私の愛した彼は、こわい人
 彼女のことを心配しているのはユウキやキョウコさんだけじゃない。
 ベル・フルールのスタッフも同じだった。
 二ヶ月前のクリスマス・イブ。チンピラ三人がベル・フルールにかちこんできた。営業中の店内は大混乱に陥り、俺も阿川からの連絡を受けてすぐさま駆けつけた。
 チンピラどもは、菊池組と繋がっている男たち。つまり──俺の親父の組織とつるんでいる奴らだった。
 奴らは小野タクトの依頼でサロンに侵入したと言い、その場でアスカの妊娠の件も全てぶちまけてしまった。

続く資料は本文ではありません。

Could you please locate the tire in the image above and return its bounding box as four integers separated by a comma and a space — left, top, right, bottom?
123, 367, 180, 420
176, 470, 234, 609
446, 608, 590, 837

 歯を食いしばり、ただただチンピラ共を押さえつけるしかできず。
 通報を受けた警察がすぐに駆けつけ、男三人はすぐさま連行されていった。
 あんな事件があった後でスタッフたちは動揺するはずだ。事が収まった後、アスカの同僚の若宮コハルが放った第一声はこうだ。

「アスカは……大丈夫なんですか?」

 他のスタッフたちもアスカのことを一番に心配していた。
 普段は淡々と業務を遂行していただけの阿川も、涙を浮かべてアスカを案じていて。
 アスカは、周りの人間に愛されている。彼女自身はそれを自覚しきれていないかもしれない。
 いつも後ろ向きで自分に自信のない彼女に、どうか前を向いて生きてほしい。俺は、心からそう願った。